Helpfully, the finalised HMRC guidance provides illustrative examples of the different types of procedures which would be relevant for companies of varying sizes. Drawing from these illustrative examples, it would be prudent for businesses to perform a focused tax-evasion facilitation risk assessment and conduct due diligence assessments on sub-contracting agents or partners. With respect to this focused risk assessment, businesses and firms should have regard to Principle 1 of the Guiding Principles of the guidance. Importantly, for this offence, the guidance notes that firms should consider internal structures of procedures which may increase the level of risk. Commonly encountered internal factors are said to include: “deficiencies in employee training, skills and knowledge… a bonus culture that rewards excessive risk takin… lack of clear financial controls or whistle-blowing procedures… lack of clear messaging from top-level management on refusing to engage in tax fraud.”
When is a person “associated”?
With respect to the term “associated person”, firms should have regard to the following features of HMRC’s guidance. First, confirmation that an employee acting on a “frolic of their own” will not expose the corporate to liability - the guidance notes that “[where an employee criminally facilitates his or her partners tax evasion in the course of their private life and as a ‘frolic of their own’, they commit a tax evasion facilitation offence but [not] in the capacity of a person associated with their employer.” No offence is committed.
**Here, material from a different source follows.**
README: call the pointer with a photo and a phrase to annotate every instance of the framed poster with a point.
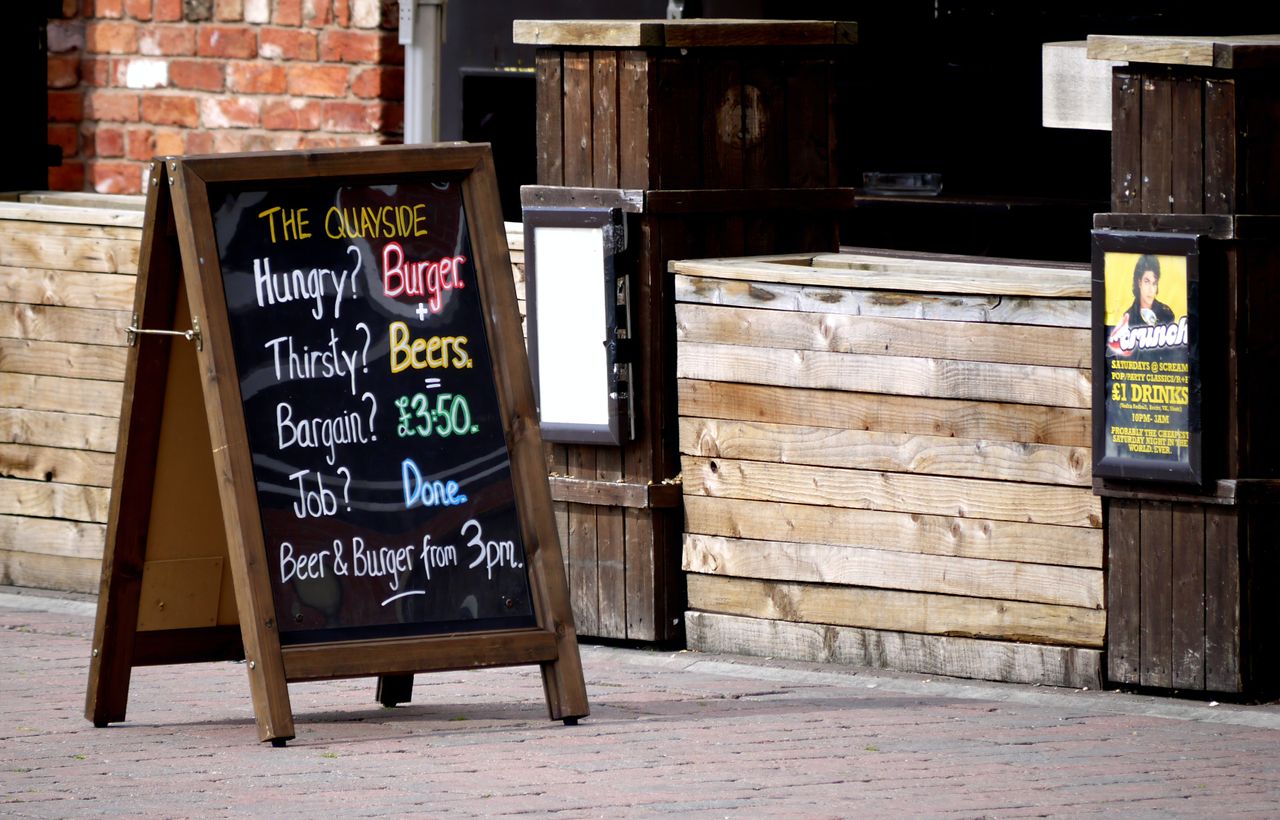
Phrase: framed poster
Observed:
(1147, 357)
Second, an associated person can include a contracted person (or an introducer or agent) so long as the person is performing services for or on behalf of the relevant body. Importantly, the guidance confirms that the somewhat ambiguous term “persons who perform services for or on behalf of” is intended to be broad in scope but, fundamentally, is designed to capture a range of persons who might be involved in the facilitation of tax evasion whilst representing, or purporting to represent, the relevant organisation. The reference in the guidance to “representation” suggests a closer nexus is required than simply performing services for a company which could include any number of persons. Further, in determining whether a contractor is an associated person, business should have regard to the “contractual form and [consider] all the relevant factors including contractual proximity, control, and benefit.”
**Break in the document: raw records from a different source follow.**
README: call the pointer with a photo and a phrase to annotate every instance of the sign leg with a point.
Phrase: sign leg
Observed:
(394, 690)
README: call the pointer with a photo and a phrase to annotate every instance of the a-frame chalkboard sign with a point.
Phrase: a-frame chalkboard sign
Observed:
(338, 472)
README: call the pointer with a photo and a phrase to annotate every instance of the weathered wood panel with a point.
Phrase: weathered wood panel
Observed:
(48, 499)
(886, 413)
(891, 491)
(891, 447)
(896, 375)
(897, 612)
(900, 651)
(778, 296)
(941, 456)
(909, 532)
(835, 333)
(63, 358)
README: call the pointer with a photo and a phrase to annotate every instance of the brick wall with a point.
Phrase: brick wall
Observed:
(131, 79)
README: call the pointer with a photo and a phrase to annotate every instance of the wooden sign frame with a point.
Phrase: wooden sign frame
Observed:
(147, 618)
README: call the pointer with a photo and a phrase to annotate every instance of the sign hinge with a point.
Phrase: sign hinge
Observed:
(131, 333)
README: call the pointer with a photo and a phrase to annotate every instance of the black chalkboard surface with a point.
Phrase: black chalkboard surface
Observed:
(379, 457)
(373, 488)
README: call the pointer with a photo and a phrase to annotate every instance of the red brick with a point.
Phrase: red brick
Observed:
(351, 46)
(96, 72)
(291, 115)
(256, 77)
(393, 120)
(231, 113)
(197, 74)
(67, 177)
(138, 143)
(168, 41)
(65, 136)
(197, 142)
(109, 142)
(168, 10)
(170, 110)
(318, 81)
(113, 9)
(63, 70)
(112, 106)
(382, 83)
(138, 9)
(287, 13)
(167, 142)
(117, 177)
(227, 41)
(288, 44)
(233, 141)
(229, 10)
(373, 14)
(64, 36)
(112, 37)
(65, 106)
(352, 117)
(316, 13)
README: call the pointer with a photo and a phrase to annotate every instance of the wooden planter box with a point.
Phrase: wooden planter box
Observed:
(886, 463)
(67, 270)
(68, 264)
With respect to joint ventures, the guidance notes that in circumstances where the tax fraud is facilitated by a separate legal entity (through which the joint venture operates), this may lead to liability for one of the ventures participants if it is found that a person performed services on behalf of that particular participant. The guidance also discusses circumstances of referrals. For example, where an organisation makes a referral, in good faith, and believes that the service provider is unlikely to be engaged in the facilitation of tax evasion, the company – who proceeds to step away from the transaction/relationship – is unlikely to fall within the scope of the offence. In short, ‘vanilla’ referrals will not be caught within the new offence.
HMRC’s guidance is comprehensive, provides several helpful illustrations on the operation of the offence and a detailed explanation of who might be captured by the offence. However, the guidance does come with important provisos, namely, that it is intended for broad application and firms should assess for themselves the preventative measures that are required proportionate to the nature of the services engaged in, size and type. Moreover, “reasonable” – in the sense of reasonable prevention procedures – is an evolving term. Firms should bear this mind and consider the need for periodic review of policies and procedures.